HT22 cell lysates were prepared using CelLytic™ MT Cell Lysis Reagent (Sigma-Aldrich). Tissues from mouse hippocampus were lysed in lysis buffer containing 1% Triton X-100, 1% deoxycholate, 0.1% sodium azide (Sigma-Aldrich), and protease inhibitors (Roche Diagnostics, Mannheim, Germany). Lysates were separated by sodium dodecyl sulfate-polyacrylamide gel electrophoresis using the 4–20% Mini-PROTEAN TGX Precast gels (Bio-Rad, Hercules, CA) and transferred to polyvinylidene fluoride membranes. For blocking the membranes, 5% skim milk in Tris-buffered saline containing Tween 20 (TBST) was used. The membranes were let an overnight incubation at 4°C with the desired primary antibodies for anti-phospho-Ca²⁺/calmodulin-dependent protein kinase II (CaMK2) β/ν/δ, phospho-epidermal growth factor receptor (EGFR), phospho-G protein-coupled receptor kinase 2 (GRK2), phospho-Myc, phospho-ferric reductase (FER), phospho-caveolin-1, phospho-nuclear factor kappa B (NFκB) p65, phospho-myosin regulatory light chain (MLRN) 2 (Cell Signaling Technology, Beverly, MA), and glyceraldehyde 3-phosphate dehydrogenase (GAPDH; Santa Cruz Biotechnology, Santa Cruz, CA). After washing the membranes with TBST, they were incubated with anti-mouse or rabbit secondary antibody conjugated with horseradish peroxidase (Jackson Immuno Research, West Grove, PA) at room temperature for 1 h. After washing the membranes with TBST, they were developed using the Pierce ECL Western Blotting Substrate (Thermo Scientific, Rockford, IL).

Animals

Eight-week-old imprinting control region (ICR) male mice were obtained from Dae Han Bio Link (Eumseong, South Korea). Mice were bred in environmentally managed specific pathogen-free area at 22°C with light and dark cycling (12 h each) with providing water and standard food pellets ad libitum.
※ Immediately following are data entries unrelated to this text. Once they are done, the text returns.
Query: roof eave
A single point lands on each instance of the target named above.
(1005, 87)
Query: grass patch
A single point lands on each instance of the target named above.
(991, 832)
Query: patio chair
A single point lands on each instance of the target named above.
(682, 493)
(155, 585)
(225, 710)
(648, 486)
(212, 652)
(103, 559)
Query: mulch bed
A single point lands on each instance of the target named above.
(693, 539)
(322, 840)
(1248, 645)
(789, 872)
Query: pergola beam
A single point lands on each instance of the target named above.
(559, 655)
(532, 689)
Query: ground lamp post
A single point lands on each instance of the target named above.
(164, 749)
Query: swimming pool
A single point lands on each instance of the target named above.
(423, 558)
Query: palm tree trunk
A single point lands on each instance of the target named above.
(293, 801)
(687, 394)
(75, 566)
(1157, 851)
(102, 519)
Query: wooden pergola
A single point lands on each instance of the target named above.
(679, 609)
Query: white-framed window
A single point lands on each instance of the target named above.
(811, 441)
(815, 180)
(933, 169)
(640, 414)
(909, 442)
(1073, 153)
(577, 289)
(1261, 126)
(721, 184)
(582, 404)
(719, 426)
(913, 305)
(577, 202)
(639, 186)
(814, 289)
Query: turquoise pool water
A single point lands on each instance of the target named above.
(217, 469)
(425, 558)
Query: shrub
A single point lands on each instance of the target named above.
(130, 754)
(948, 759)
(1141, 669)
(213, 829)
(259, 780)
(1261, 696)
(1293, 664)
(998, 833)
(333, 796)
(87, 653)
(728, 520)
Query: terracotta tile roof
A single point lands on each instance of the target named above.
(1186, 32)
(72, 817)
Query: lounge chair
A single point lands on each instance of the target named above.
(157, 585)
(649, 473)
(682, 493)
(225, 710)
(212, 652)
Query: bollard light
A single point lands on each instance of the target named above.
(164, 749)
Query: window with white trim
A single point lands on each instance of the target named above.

Mice were grouped into five (n = 7/group): normal control, Aβ only, Aβ + AAL extract (50 or 100 mg/kg/day), and Aβ + morin (10 mg/kg/day). All animal experiments were carried out according to the National Institutes of Health Guidelines for the Care Use of Laboratory Animals. In addition, all assays were approved by the Institutional Animal Care and Use Committee of the Korea Institute of Oriental Medicine (Approval number: #17-034). Animal handling was conducted according to the dictates of the National Animal Welfare Law of Korea.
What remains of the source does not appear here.